A mio parere, i due film non si possono trattare separatamente: anzi, si può dire che, per molti aspetti, I Racconti di Canterbury sia quasi simmetrico al Decameron; addirittura il motivo musicale che introduce il film (così sguaiato in bocca a un Inglese) è proprio Fenesta ca Lucive. Con una piccola variante, però: a differenza del primo film, come dimostra questo video che costituisce proprio l’inizio della pellicola, la cornice del pellegrinaggio a Canterbury in cui si collocano le novelle è stata mantenuta.
Questo secondo film della “Trilogia della vita”, secondo me rappresenta lo stadio successivo di una stessa ricerca intrapresa dal regista, e, più che di gioia di vivere, sembra pervaso da una gran tristezza di fondo. Si moltiplicano le novelle tragiche e cruente, la sessualità comincia a trasformarsi anche in aggressività.

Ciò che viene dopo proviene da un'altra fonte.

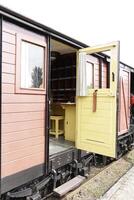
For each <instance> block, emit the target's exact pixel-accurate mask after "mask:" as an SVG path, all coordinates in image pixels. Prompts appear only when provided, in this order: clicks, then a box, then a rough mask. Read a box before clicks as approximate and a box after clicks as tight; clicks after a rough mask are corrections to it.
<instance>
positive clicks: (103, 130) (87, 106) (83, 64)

A me ha lasciato un amaro in bocca tremendo, soprattutto per le inquadrature in cui Chaucer (interpretato da Pasolini) viene rappresentato nel suo studio, intento a scrivere, nella solitudine più totale.
Personalmente, avrei dato un solo sottotitolo a questi due film: “Alla ricerca della felicità”. La mia opinione è che Pasolini, nel Decameron, si sia buttato a capofitto alla ricerca di un’umanità ideale che non esiste, cercando proprio nel “libero amore” tipico di quegli anni un modo perfetto di comunicazione tra gli uomini. Cominciando però, nei Racconti di Canterbury, a rimanerne deluso. E solo.